“You look beautiful in blue,” the Ostrich says to Sumra in Leila Aboulela’s 1997 short story named after him (Aboulela 5). Sumra is remembering her schooldays with him while she lives isolated in London. She walks away from his compliment, not needing or seeking his admiration. She remembers that it must have been evening classes because in the morning was white and in the evening the tobes were colored. She walks remembers the relaxed routine of evening lectures and walking in groups of other girls tobes “snapping chewing gum and kohl in [their] eyes” (Aboulela 5). In London,
however, her husband doesn’t allow her to wear the tobe that was so part of her life before, and so she imagines it as she walks.

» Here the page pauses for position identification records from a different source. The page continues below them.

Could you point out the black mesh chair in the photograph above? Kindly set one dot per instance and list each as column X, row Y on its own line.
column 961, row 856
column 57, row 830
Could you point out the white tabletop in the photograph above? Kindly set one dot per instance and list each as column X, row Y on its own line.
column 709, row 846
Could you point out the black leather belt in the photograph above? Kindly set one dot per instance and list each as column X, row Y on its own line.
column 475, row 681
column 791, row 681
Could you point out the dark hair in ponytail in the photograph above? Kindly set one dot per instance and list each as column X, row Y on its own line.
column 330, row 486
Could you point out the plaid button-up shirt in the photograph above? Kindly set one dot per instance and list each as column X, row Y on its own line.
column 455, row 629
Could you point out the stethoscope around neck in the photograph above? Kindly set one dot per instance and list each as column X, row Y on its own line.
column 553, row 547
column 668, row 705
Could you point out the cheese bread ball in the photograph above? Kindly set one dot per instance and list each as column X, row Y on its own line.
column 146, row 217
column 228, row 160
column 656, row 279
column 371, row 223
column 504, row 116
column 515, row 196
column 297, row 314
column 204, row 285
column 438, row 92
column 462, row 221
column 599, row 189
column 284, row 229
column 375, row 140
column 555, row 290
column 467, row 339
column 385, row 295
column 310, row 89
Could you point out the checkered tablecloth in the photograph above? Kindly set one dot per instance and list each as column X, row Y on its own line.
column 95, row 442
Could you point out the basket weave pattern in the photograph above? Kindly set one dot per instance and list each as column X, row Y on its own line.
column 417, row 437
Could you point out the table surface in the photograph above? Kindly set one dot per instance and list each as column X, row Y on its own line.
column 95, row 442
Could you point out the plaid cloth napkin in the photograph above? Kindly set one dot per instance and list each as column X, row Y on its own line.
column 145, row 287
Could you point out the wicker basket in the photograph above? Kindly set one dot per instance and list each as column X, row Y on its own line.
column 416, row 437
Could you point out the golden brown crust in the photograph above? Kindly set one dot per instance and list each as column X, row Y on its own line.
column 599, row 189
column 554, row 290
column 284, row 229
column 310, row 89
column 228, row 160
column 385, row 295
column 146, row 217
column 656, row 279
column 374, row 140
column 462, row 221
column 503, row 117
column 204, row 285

I keep coming back to this page five section of the story because it seems such a simple representation of Sumra’s life in Khartoum and how it directly affects her life in London. Her husband, Majdy doesn’t allow her to wear the tobe on the ground that people in London would think he was forcing her to wear it and they wouldn’t believe it’s what Sumra wanted, but we see in her memories the freedom she felt walking with her friends on leisurely days. They were not exceedingly modest girls with their heads down and kept cloistered away from men at all times. They wore jewelry and makeup, snapped gum. They styled their hair and their tobes sometimes slipped right off of it as the passed boys in the street. She looked and felt beautiful, which is something in the previous paragraph she struggles with in London. London, which is where everyone wants to go and is supposed to be so much freer and lovelier. In this scene we see the
ordinary paradise of Khartoum.
Aboulela uses hyperbole to describe how Sumra feel walking without her tobe on the London streets. She feels naked. “Unclothed” (Aboulela 5). In a run on sentence that seems to imitate Sumra’s nervousness, she imagines the feeling of the tobe on her hair and skin and she adjusts her posture and movements to accommodate. This reflects how exposed and unprotected Sumra feels in London. She knows there are enemies in the city, but she doesn’t know who they and feels she has nothing to hide behind or protect her. She has nothing familiar to grasp onto, so she imagines one. This is a foreshadowing of sorts to when her husband admits his jealousy of her ability to keep home withe her while he loses his ties to Sudan. Even when denied the tactile fact of her heritage, Sumra is able to keep a bit of home in her thoughts.
Aboulela, Leila. “The Ostrich.” Intangible Publications, Intangible Publications, Inc.,1997, www.intangible.org, pp. 1-9. Accessed 29 March 2018.